Regierung beschließt

Klausur

Regierung beschließt "ÖIAG neu"

Die ÖIAG wird neu aufgestellt. Das hat die Regierung bei ihrer Klausur in Schladming beschlossen. Bereits fix ist, dass der Aufsichtsrat künftig wie in der Vergangenheit wieder durch die Politik bestellt wird. Ferner könnten Asfinag und Verbund unter das Dach der Staatsholding verschoben werden.

Konkret kündigte Bundeskanzler Werner Faymann (SPÖ) bei einer Pressekonferenz an, dass die neue Struktur bis Jahresende stehen soll. Ausdrücklich angesprochen wurde vom Regierungschef, dass es eine "Neuaufstellung und Erweiterung" der Staatsholding im Infrastrukturbereich geben könnte.

Themen Asfinag und Verbund
Erwähnt wurden von Faymann in diesem Zusammenhang die "heiligen Kühe" Asfinag und Verbund. Man werde hier bis Jahresende Pro- und Contra-Argumente austauschen, ob diese Unternehmen unter das Dach der ÖIAG wandern könnten. Dies werde geprüft, es gebe aber auch eine Reihe von Bedenken, ob dies Synergien bewirke, schränkte der Kanzler ein. Wirtschaftsminister Reinhold Mitterlehner (ÖVP) betonte, dass es hier einen "Mehrwert" gehen müsse, sollte man sich dafür entscheiden.

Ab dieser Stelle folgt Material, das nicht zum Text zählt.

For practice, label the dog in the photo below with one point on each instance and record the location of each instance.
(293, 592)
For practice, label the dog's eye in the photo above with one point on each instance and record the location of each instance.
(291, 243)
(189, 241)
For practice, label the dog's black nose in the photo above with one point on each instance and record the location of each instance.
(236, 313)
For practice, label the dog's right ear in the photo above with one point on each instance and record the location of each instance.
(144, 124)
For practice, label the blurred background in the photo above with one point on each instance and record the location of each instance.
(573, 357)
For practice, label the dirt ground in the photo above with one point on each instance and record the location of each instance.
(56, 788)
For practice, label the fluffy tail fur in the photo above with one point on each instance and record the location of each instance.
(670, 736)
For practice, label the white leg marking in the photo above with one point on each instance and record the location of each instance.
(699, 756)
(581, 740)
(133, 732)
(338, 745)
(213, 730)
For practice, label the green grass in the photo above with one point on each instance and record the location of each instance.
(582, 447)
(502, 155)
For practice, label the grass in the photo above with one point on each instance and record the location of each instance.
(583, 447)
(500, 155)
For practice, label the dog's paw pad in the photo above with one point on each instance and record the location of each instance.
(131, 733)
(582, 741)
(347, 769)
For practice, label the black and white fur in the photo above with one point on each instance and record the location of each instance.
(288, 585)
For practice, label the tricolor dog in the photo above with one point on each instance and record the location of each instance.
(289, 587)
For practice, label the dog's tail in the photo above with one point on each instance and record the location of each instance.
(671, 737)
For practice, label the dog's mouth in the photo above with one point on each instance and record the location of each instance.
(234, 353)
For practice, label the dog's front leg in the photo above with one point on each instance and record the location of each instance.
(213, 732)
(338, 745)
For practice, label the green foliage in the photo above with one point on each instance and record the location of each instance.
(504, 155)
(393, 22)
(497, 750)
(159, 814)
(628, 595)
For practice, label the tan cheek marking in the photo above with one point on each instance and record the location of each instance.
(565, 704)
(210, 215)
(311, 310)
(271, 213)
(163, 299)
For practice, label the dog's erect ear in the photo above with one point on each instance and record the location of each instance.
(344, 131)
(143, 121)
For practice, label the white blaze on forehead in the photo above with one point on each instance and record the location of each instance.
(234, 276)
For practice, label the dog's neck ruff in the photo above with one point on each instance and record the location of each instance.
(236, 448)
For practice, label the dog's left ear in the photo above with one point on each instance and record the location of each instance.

Dass es überhaupt Gedanken bezüglich einer Erweiterung gibt, begründete der Vizekanzler damit, dass die ÖIAG sich immer mehr nur noch auf zwei Betriebe, nämlich Post und OMV konzentriere, nachdem die Telekom durch den Großeinstieg von America Movil immer mehr herausfalle.

ÖBB nicht betroffen
Kein Kandidat für eine Eingliederung in die ÖIAG sind die Bundesbahnen. Diese seien aufgrund ihrer Größe und ihrer verkehrspolitischen Ausrichtung nie ein Thema für die Staatsholding gewesen, so Faymann.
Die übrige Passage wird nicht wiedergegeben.